Experimental methods are able to yield high resolution of these protein structures. However, to fully understand how these proteins interact with each other and their environment, we have to employ computer simulations. Through molecular dynamics simulations, we aim to accurately describe, the structural dynamics of GPCRs in the absence and presence of various membrane lipids (such as cholesterol) and different membrane compositions, and as such develop a computational framework for the rational design of novel therapeutic agents targeting GPCR conformational rearrangements.
Influence of cholesterol on the structural dynamics of metabotropic glutamate receptor (mglur1)
Metabotropic glutamate receptors (mGluRs) are class C, synaptic G-protein-coupled receptors (GPCRs) which consists of a venus fly trap domain, cysteine-rich domain, 7TM domains and form constitutive dimers. The mGluR subfamily has eight members divided into three subgroups (I (mGluR1,5), II (mGluR2,3) and III (mGluR4,6,7,8)) based on their sequence homology, agonist selectivity and signaling function. The group I mGluRs (mGluR1 and mGluR5) are useful for treating diseases such as cancer, pain, schizophrenia, Alzheimer’s disease, anxiety, and autism.

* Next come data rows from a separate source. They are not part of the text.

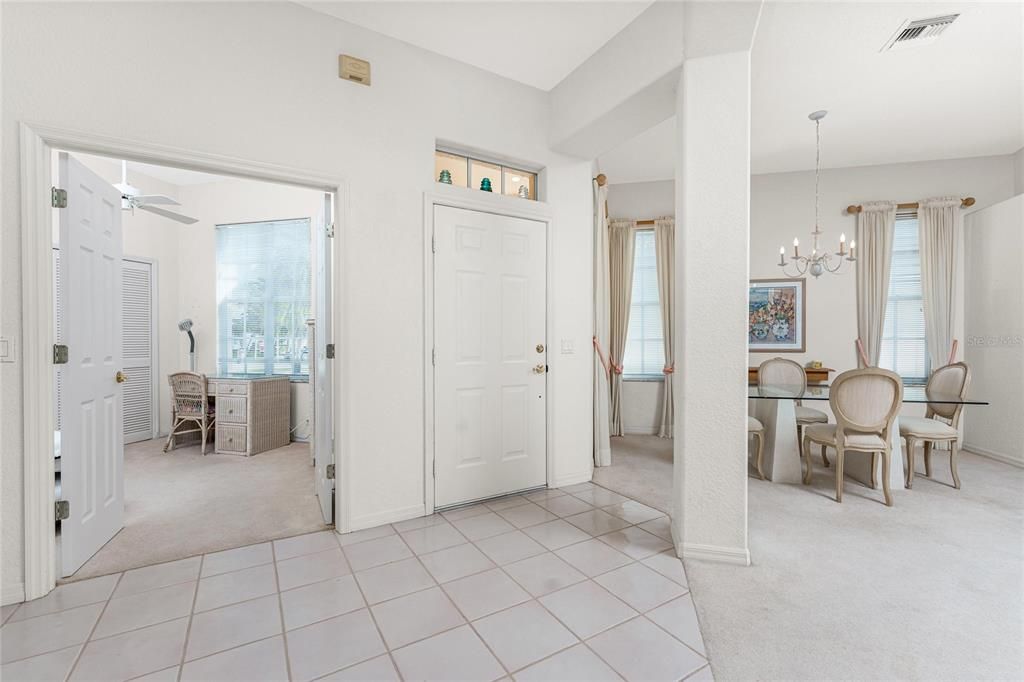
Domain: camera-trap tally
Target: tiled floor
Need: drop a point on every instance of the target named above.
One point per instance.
(538, 587)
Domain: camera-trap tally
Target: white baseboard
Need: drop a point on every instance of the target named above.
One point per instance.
(12, 594)
(998, 457)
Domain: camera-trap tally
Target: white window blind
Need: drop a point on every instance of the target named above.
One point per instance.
(644, 342)
(903, 347)
(263, 298)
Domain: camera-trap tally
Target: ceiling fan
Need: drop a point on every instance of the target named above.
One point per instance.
(132, 198)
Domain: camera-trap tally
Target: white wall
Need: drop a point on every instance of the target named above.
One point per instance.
(259, 82)
(994, 340)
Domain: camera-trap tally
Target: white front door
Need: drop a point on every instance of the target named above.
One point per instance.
(489, 338)
(92, 435)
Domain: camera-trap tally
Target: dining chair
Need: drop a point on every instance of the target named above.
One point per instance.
(757, 429)
(941, 421)
(782, 371)
(189, 406)
(865, 403)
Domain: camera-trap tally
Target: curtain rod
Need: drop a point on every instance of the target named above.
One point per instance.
(966, 202)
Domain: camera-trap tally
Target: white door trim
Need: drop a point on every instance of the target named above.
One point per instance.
(512, 207)
(37, 141)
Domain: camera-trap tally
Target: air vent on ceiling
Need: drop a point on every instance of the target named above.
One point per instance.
(920, 32)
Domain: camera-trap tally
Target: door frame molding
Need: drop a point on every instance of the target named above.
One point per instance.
(37, 141)
(512, 207)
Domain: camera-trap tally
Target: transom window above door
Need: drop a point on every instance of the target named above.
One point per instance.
(263, 298)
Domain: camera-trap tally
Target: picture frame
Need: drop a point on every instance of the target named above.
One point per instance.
(777, 315)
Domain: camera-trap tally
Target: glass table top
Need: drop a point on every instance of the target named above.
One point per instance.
(914, 393)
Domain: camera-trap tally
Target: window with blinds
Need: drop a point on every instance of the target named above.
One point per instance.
(903, 347)
(644, 354)
(263, 298)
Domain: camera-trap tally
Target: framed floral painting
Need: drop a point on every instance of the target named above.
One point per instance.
(776, 315)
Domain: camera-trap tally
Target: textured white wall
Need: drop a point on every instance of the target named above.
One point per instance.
(259, 81)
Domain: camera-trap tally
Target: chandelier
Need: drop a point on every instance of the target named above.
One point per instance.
(819, 261)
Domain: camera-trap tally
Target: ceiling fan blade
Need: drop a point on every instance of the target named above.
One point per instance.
(169, 214)
(156, 199)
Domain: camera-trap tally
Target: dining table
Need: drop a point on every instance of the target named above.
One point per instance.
(775, 407)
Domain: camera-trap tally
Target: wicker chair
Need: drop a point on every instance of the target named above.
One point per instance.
(189, 407)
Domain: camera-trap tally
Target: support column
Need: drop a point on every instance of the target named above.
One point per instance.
(713, 177)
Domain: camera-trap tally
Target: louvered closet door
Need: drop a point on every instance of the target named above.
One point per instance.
(139, 390)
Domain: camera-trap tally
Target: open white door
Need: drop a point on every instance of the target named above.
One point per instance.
(491, 360)
(323, 433)
(92, 434)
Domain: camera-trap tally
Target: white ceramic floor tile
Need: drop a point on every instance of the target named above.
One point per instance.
(640, 587)
(433, 538)
(333, 645)
(635, 543)
(633, 511)
(416, 616)
(228, 627)
(578, 663)
(237, 559)
(145, 608)
(376, 670)
(555, 535)
(161, 574)
(482, 525)
(457, 654)
(587, 608)
(69, 596)
(564, 505)
(639, 650)
(393, 580)
(309, 568)
(668, 564)
(484, 593)
(523, 635)
(132, 653)
(365, 535)
(524, 515)
(593, 557)
(259, 662)
(543, 573)
(456, 562)
(377, 552)
(320, 601)
(597, 522)
(45, 668)
(510, 547)
(311, 543)
(680, 620)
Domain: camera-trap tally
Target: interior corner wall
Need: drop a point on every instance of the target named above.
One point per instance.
(230, 94)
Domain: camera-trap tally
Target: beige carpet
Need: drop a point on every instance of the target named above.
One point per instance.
(930, 589)
(182, 504)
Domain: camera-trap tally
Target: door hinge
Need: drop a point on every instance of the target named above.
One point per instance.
(59, 353)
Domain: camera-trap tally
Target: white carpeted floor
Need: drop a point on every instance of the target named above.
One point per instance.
(930, 589)
(181, 504)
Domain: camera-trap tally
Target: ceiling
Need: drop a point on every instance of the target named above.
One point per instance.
(536, 43)
(960, 96)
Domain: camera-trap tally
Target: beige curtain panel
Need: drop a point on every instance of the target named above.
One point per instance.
(602, 397)
(665, 252)
(876, 225)
(621, 281)
(940, 223)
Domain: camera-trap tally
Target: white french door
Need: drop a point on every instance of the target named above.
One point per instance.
(491, 359)
(92, 436)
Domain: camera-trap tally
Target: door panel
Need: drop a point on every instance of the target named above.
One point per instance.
(489, 381)
(92, 433)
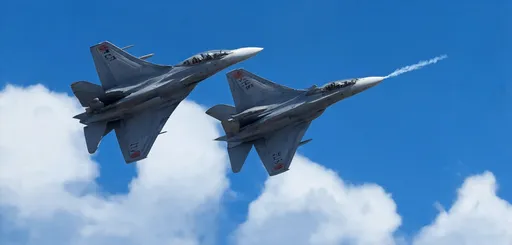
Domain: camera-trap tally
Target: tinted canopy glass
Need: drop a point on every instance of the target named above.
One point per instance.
(205, 56)
(339, 84)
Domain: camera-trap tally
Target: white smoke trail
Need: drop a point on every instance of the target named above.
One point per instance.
(416, 66)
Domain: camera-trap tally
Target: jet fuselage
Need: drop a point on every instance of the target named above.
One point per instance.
(170, 86)
(256, 122)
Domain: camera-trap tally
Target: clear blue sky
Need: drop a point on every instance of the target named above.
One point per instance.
(417, 135)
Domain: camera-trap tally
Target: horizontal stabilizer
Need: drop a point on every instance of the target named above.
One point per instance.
(86, 92)
(146, 56)
(221, 138)
(221, 112)
(305, 142)
(127, 47)
(238, 154)
(93, 134)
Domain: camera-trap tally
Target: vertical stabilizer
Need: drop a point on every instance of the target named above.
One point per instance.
(93, 134)
(238, 154)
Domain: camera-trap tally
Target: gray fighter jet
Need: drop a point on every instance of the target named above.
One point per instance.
(274, 118)
(137, 97)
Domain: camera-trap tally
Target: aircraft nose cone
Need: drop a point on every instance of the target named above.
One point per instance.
(242, 54)
(370, 81)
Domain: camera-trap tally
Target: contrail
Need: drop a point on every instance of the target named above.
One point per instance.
(416, 66)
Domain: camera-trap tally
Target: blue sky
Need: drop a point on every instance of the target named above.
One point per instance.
(418, 135)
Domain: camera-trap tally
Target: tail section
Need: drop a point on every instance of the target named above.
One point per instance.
(116, 67)
(86, 92)
(238, 154)
(93, 134)
(223, 113)
(249, 90)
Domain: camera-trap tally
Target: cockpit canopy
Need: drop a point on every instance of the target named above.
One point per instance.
(339, 84)
(205, 56)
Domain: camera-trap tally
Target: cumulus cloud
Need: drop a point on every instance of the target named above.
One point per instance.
(48, 193)
(312, 205)
(478, 217)
(47, 178)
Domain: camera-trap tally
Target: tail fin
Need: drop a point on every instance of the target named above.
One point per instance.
(223, 113)
(116, 67)
(93, 134)
(238, 154)
(85, 92)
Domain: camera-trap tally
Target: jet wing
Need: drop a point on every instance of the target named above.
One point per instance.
(277, 149)
(137, 134)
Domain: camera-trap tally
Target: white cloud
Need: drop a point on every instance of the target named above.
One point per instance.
(478, 217)
(47, 178)
(48, 191)
(312, 205)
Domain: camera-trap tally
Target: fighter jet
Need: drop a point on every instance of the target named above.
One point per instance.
(274, 117)
(137, 97)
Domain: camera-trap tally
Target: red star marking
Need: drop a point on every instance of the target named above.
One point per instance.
(135, 154)
(102, 48)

Membrane lipids are major determinants of GPCR organization. Understanding which components of the lipid bilayer are critical in maintaining GPCRs in the appropriate, biologically relevant state is of paramount importance for structure-function studies, and therefore in the design of novel pharmaceuticals. A key multifunctional lipid component of the bilayer is cholesterol. It has been reported experimentally that cholesterol often interacts between dimers of GPCRs to aid dimerization, while in some other GPCRs, the interaction/binding sites are usually between groves of the transmembrane helices. Cholesterol modulates GPCR functions either by direct molecular interaction or indirectly through structural alterations of the physical properties of cell membranes such as membrane fluidity, curvature, lateral pressure and bilayer thickness. Despite several studies ascertaining a likely role for cholesterol in GPCR structure and function, there have been no universal or generalized conclusions, thus
the specific effect of cholesterol on each receptor cannot readily be predicted.
We have used all-atom equilibrium MD simulations to study the effect of membrane cholesterol at varying concentrations, on the local structural dynamics of the mGlur1 7TM region. The preliminary data obtained from 1 microsecond simulation reveals that cholesterol interacts between the dimers of mGluR1 as well as between the groves of the transmembrane helices. We envisage that this study will provide a framework for understanding how cholesterol concentration could drive class C GPCR activation.